Ces règlements sont également sages et utiles à la nation; aussi point de bras oisifs, point de terres incultes en Angleterre. Le Portugal a bien tous les vices des autres gouvernements, mais il a peu de leurs vertus; tant il est vrai que, partout où le clergé domine, tout se ressent de cette pauvreté prétendue évangélique, qui fait la ruine des Etats et l'opprobre des gouvernants.

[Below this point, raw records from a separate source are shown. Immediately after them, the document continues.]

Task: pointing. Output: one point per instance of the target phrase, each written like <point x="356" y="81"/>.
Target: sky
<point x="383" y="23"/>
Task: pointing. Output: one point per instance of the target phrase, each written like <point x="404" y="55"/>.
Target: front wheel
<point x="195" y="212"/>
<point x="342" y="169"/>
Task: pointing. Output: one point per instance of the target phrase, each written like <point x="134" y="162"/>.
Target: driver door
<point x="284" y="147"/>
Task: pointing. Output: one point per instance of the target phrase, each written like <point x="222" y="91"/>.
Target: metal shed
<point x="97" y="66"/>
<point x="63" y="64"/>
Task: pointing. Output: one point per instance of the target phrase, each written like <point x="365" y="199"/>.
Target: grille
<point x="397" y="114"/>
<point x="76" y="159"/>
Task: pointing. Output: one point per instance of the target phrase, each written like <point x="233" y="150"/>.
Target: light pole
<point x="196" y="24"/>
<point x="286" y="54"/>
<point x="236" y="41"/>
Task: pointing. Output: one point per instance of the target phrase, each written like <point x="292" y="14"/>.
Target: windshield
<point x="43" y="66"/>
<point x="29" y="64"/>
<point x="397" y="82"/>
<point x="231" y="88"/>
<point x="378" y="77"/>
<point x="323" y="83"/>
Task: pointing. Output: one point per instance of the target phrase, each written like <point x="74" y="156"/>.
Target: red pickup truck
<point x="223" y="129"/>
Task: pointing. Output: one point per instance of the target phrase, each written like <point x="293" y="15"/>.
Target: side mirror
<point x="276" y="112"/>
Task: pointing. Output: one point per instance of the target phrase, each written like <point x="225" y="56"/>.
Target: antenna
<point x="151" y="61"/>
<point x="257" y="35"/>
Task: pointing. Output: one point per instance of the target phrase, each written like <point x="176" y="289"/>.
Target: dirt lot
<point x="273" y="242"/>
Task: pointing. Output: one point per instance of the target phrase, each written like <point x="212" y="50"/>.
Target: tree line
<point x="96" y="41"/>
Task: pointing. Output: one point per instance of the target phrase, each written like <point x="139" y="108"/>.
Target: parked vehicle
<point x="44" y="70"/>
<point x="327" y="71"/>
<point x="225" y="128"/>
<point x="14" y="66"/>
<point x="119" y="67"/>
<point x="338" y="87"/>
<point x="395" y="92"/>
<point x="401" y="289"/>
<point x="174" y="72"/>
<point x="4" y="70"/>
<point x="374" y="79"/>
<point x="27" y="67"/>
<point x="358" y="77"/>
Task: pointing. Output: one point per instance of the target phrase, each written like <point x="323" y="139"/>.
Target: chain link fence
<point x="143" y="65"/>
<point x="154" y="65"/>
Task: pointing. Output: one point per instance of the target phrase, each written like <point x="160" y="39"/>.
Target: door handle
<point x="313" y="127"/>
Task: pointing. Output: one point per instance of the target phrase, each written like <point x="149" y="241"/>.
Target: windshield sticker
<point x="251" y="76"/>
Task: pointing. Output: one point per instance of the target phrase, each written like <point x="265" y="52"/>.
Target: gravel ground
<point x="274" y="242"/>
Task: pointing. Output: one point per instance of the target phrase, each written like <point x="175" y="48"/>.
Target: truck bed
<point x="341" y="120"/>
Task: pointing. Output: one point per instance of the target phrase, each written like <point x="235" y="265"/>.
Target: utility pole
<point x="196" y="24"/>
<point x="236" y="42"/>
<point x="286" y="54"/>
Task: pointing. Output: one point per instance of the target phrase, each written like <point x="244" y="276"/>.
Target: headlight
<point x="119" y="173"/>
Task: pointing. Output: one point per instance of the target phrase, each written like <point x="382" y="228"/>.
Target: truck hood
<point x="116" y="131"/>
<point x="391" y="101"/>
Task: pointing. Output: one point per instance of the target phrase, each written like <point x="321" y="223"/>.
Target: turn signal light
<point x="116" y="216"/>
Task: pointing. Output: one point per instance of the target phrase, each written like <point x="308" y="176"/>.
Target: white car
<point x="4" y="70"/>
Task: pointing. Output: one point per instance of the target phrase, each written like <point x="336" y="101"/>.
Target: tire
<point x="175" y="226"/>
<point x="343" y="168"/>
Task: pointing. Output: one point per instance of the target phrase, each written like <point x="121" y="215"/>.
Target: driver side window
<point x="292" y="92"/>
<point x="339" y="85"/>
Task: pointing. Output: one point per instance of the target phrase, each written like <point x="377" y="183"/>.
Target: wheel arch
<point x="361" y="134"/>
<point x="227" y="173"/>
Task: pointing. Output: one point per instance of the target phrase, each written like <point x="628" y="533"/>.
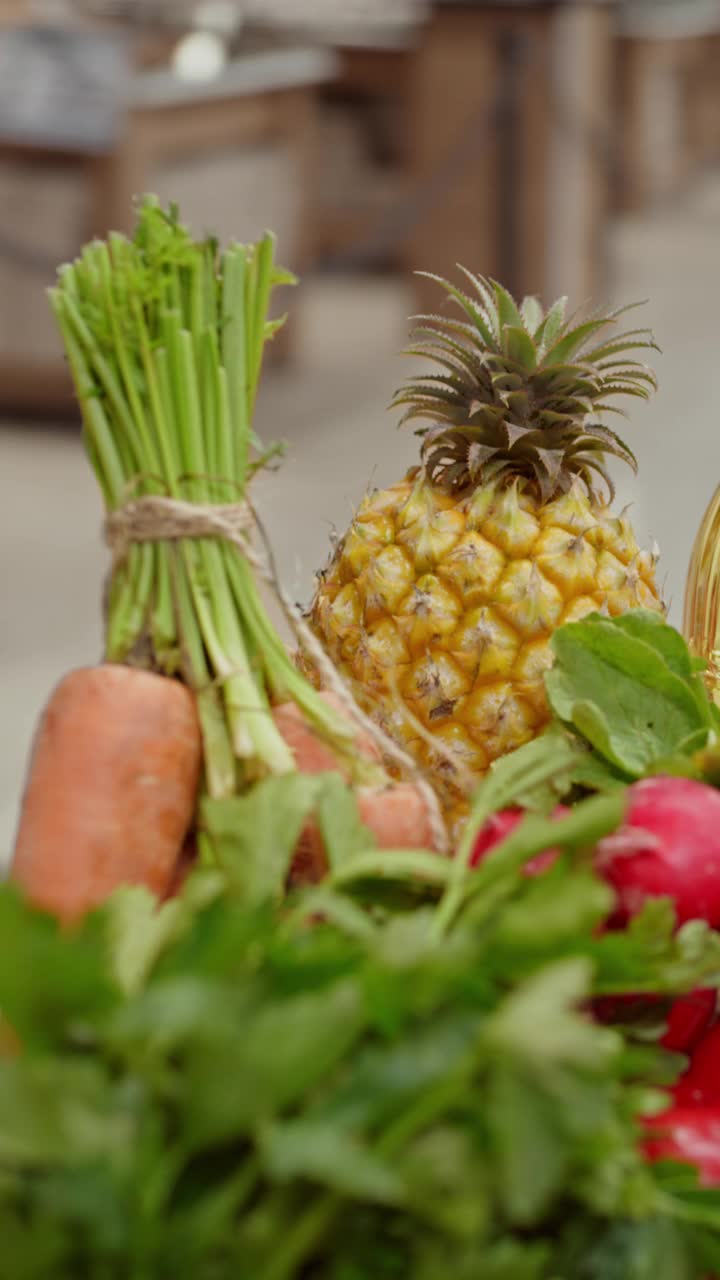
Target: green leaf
<point x="57" y="1112"/>
<point x="531" y="311"/>
<point x="343" y="832"/>
<point x="507" y="311"/>
<point x="540" y="1022"/>
<point x="552" y="324"/>
<point x="532" y="1156"/>
<point x="519" y="346"/>
<point x="650" y="626"/>
<point x="69" y="982"/>
<point x="255" y="835"/>
<point x="139" y="931"/>
<point x="620" y="693"/>
<point x="405" y="865"/>
<point x="322" y="1153"/>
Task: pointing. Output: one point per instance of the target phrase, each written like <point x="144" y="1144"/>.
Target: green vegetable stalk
<point x="164" y="338"/>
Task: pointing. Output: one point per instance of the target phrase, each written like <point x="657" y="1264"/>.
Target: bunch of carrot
<point x="196" y="694"/>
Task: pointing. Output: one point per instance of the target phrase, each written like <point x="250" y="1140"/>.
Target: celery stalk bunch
<point x="164" y="336"/>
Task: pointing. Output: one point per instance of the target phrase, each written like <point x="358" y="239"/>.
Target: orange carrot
<point x="110" y="789"/>
<point x="397" y="817"/>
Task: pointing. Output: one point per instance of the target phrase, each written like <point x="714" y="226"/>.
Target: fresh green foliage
<point x="629" y="689"/>
<point x="223" y="1088"/>
<point x="520" y="389"/>
<point x="165" y="337"/>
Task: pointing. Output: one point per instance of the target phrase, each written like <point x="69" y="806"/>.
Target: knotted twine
<point x="156" y="519"/>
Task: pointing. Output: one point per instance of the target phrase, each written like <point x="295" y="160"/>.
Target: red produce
<point x="668" y="848"/>
<point x="500" y="826"/>
<point x="691" y="1136"/>
<point x="687" y="1020"/>
<point x="700" y="1086"/>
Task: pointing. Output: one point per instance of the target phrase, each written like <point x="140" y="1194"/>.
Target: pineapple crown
<point x="520" y="391"/>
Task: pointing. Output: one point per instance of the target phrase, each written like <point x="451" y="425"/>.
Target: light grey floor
<point x="332" y="412"/>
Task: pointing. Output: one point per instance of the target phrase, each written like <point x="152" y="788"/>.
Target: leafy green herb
<point x="629" y="688"/>
<point x="317" y="1091"/>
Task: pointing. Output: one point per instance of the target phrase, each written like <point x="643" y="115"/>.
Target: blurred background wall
<point x="564" y="147"/>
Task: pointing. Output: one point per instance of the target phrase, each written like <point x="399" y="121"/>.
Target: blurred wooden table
<point x="668" y="99"/>
<point x="511" y="124"/>
<point x="186" y="142"/>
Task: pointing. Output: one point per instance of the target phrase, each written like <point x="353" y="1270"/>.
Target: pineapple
<point x="440" y="602"/>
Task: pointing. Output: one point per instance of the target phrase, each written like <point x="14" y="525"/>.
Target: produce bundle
<point x="255" y="1023"/>
<point x="164" y="338"/>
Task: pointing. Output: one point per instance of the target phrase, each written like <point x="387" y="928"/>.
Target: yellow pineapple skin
<point x="440" y="611"/>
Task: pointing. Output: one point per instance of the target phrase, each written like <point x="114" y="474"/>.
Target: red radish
<point x="701" y="1082"/>
<point x="669" y="846"/>
<point x="687" y="1020"/>
<point x="112" y="789"/>
<point x="500" y="826"/>
<point x="687" y="1134"/>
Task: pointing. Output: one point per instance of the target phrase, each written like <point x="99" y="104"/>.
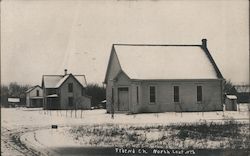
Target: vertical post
<point x="112" y="104"/>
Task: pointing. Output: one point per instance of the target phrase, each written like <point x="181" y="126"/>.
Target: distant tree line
<point x="97" y="92"/>
<point x="13" y="90"/>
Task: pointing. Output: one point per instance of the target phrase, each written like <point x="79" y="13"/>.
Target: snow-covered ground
<point x="35" y="124"/>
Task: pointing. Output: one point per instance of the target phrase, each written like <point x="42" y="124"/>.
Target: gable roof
<point x="30" y="89"/>
<point x="146" y="61"/>
<point x="55" y="81"/>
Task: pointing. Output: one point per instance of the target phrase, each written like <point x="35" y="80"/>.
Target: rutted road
<point x="10" y="140"/>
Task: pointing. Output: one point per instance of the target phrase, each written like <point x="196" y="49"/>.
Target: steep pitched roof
<point x="140" y="61"/>
<point x="30" y="89"/>
<point x="55" y="81"/>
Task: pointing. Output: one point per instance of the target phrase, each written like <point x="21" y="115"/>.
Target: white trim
<point x="152" y="103"/>
<point x="123" y="86"/>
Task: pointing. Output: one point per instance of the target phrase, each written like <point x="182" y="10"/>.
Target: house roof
<point x="242" y="88"/>
<point x="233" y="97"/>
<point x="55" y="81"/>
<point x="30" y="89"/>
<point x="166" y="61"/>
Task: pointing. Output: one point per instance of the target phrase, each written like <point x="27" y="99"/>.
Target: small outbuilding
<point x="231" y="103"/>
<point x="34" y="97"/>
<point x="13" y="101"/>
<point x="66" y="91"/>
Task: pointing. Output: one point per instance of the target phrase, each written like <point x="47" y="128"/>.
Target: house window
<point x="37" y="92"/>
<point x="152" y="94"/>
<point x="199" y="93"/>
<point x="70" y="87"/>
<point x="176" y="94"/>
<point x="71" y="101"/>
<point x="83" y="91"/>
<point x="137" y="94"/>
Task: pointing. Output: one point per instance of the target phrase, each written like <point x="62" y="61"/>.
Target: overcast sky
<point x="45" y="37"/>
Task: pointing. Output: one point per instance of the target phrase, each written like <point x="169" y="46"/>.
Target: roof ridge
<point x="53" y="75"/>
<point x="125" y="44"/>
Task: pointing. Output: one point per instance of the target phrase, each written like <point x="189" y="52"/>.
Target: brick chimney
<point x="204" y="43"/>
<point x="65" y="72"/>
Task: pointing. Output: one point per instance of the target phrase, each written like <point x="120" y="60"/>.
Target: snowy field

On sait que tout ce qu'il y avait de meilleurs citoyens en Grèce, était très-pauvre, qu'à leur mort, ils laissaient rarement de quoi payer leurs funérailles; mais aussi avaient-ils des talents bien préférables à tous les trésors de la terre, sur-tout celui de conserver leur liberté. C'est leur valeur accompagnée de leurs vertus publiques et privées, qui les a rendus si long-temps invincibles. Le Portugal en est, au même degré, misérable et lâche; ce n'est point le sang des conquérants du nouveau monde qui coule dans ses veines, c'est la lie du sang corrompu des fainéants sacrés, qui dévorent à-la-fois le peuple, le trône et l'autel.
CHAPITRE XXXV.
Suite d'observations sur le Portugal.
Les empires sont sujets aux mêmes vicissitudes que les hommes; ils ont leur enfance et leur vieillesse, et s'ils n'ont point, comme eux, le bonheur de cesser de vivre, leur existence est, pour ainsi dire, le sommeil anticipé de la mort. C'est l'état dans lequel se trouve le Portugal. Il n'est plus ce temps où Jean III couvrait les mers de ses vaisseaux, et les envoyait à la conquête du Japon; ce temps où Jean I.er, justement surnommé le père de la patrie, avait établi des écoles qui devinrent très-célèbres: il est entièrement éteint ce foyer de lumières, d'où sortit un essaim de Portugais, regardés comme les premiers hommes de l'Europe.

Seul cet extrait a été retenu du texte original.